Union Government moves Supreme Court to review its order quashing Jat Reservation
The Union government has moved the apex court submitting a plea for review of its March 17 decision setting aside a 2014 notification of erstwhile United Progressive Alliance (UPA) regime to include Jats in the central list of the Other Backward Classes (OBC) in nine States to grant quota benefits to them.The Centre, in its plea, has said “the Centre’s power to make available quota for a community is not dependent on the advice of the National Commission for Backward Classes (NCBC).” The review plea was filed on March 31, Additional Solicitor General Maninder Singh confirmed.

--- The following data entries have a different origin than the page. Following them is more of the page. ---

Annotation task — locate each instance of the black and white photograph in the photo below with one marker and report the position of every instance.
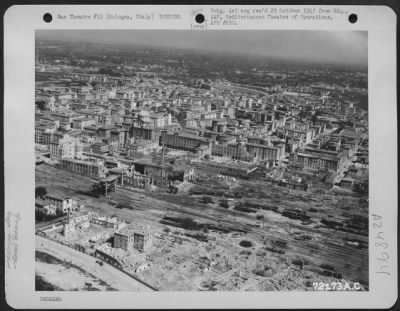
(218, 160)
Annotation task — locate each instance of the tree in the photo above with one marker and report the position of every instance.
(40, 192)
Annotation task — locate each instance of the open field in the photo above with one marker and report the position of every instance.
(69, 269)
(283, 253)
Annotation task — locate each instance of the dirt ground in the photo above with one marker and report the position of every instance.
(285, 254)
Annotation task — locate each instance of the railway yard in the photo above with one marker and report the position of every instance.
(222, 233)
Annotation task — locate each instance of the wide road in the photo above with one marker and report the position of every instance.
(107, 273)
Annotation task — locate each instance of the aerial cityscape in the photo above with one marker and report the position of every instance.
(217, 162)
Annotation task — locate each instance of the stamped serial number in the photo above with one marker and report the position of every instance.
(52, 298)
(337, 286)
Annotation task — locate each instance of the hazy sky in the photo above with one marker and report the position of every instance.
(342, 47)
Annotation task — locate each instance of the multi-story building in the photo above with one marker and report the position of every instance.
(318, 162)
(186, 141)
(134, 236)
(92, 167)
(83, 122)
(67, 147)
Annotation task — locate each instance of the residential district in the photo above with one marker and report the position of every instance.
(256, 180)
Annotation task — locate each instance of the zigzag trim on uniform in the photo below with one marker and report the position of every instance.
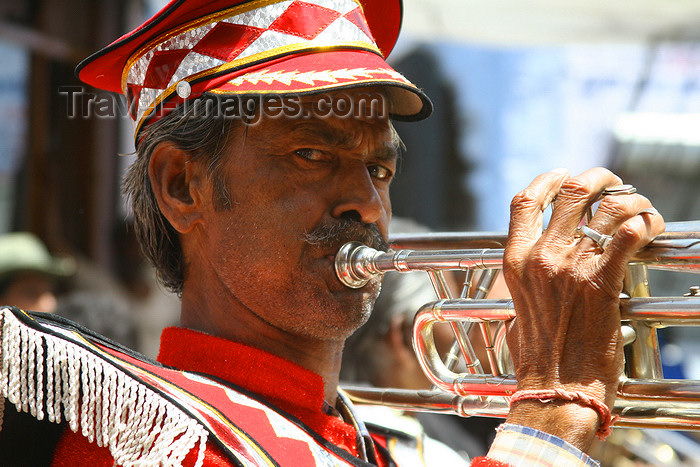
(110, 408)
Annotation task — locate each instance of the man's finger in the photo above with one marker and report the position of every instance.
(527, 207)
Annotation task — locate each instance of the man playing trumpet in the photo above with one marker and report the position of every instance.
(264, 142)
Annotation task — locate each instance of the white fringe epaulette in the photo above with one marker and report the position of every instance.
(112, 409)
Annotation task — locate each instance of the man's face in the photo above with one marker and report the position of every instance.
(292, 182)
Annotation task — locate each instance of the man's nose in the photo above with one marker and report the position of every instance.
(358, 197)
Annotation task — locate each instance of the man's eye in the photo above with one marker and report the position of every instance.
(310, 154)
(380, 172)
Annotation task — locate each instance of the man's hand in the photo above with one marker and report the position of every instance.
(566, 288)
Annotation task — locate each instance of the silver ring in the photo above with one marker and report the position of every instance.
(600, 239)
(619, 190)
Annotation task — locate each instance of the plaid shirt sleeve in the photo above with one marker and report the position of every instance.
(521, 445)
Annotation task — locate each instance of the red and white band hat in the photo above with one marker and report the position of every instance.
(269, 47)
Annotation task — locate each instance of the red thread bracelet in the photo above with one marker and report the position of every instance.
(549, 395)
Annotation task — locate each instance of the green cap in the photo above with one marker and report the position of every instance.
(24, 252)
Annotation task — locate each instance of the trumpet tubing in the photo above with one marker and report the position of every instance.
(644, 397)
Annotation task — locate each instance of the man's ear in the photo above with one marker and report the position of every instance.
(177, 185)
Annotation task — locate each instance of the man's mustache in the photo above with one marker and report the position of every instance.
(334, 234)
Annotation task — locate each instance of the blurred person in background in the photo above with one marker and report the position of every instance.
(29, 273)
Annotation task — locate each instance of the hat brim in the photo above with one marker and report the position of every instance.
(310, 73)
(57, 267)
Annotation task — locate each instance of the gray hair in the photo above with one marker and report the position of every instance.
(205, 138)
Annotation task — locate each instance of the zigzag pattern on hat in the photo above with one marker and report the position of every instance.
(312, 77)
(106, 405)
(237, 38)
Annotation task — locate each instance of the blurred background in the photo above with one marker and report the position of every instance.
(520, 87)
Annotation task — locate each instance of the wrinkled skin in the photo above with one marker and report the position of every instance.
(566, 294)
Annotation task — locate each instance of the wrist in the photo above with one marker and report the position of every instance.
(568, 420)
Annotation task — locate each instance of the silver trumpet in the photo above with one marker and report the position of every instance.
(644, 399)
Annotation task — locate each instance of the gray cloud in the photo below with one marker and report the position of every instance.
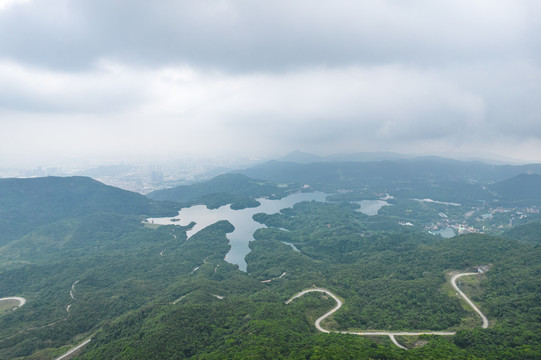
(266, 35)
(207, 77)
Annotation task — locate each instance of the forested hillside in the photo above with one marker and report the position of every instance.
(142, 291)
(25, 204)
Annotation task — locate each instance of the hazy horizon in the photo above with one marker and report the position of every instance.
(119, 80)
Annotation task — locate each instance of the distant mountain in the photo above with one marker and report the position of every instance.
(367, 156)
(529, 233)
(26, 204)
(301, 157)
(110, 170)
(367, 172)
(520, 187)
(237, 189)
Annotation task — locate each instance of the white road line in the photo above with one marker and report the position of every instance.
(72, 350)
(390, 334)
(474, 307)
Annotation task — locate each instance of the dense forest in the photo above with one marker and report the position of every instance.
(89, 267)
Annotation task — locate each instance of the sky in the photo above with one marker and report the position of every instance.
(124, 79)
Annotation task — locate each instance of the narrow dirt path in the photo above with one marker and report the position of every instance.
(390, 334)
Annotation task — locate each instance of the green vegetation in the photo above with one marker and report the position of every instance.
(235, 189)
(146, 292)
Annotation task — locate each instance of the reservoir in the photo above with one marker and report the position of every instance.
(371, 207)
(242, 220)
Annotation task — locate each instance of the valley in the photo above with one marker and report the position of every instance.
(144, 277)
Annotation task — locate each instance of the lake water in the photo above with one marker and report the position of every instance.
(446, 233)
(371, 207)
(242, 220)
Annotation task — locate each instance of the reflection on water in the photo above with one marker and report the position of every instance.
(371, 207)
(242, 220)
(446, 233)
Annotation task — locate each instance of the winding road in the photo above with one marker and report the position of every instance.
(390, 334)
(453, 282)
(72, 350)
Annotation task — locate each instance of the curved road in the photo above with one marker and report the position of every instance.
(390, 334)
(453, 282)
(72, 350)
(21, 300)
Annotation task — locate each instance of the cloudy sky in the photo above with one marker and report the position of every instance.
(119, 78)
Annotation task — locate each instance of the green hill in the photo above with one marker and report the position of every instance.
(25, 204)
(90, 268)
(235, 189)
(529, 233)
(519, 188)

It is noteworthy that, a bench of justices Ranjan Gogoi and R.F. Nariman said that the finding of the OBC panel that Jats do not deserve to be given quota benefits was “supported by good and acceptable reasons”. A petition by a group of Jat students seeking benefits of reservation under the OBC category in post-graduate medical and dental courses two days ago was dismissed by the court and it held that the NCBC’s recommendations would be ordinarily binding on the government.The government’s plea further said the test laid down by the apex court in the Mandal judgement for determination of “social, educational and economic backwardness” of Jats had been complied with. The verdict to include Jats in Central OBC list was taken after various State panels furnished reports favouring the inclusion, it said. While referring to various constitutional schemes and the NCBC report, the SC said that the finding of the OBC panel that Jats do not deserve to be given quota benefits was “supported by good and acceptable reasons”.
The court also made a point that the NCBC had considered reports of State Backward Classes panels and other literature on the subject before recommending that Jats should not be included in the list of OBCs. A bench of justices Ranjan Gogoi and R.F. Nariman, setting aside the March 4, 2014 notification that had earlier enabled Jats to claim reservation in nine States, had said that “possible wrong inclusions” cannot be the basis of further inclusion, and reservation should be given only to the “most distressed”.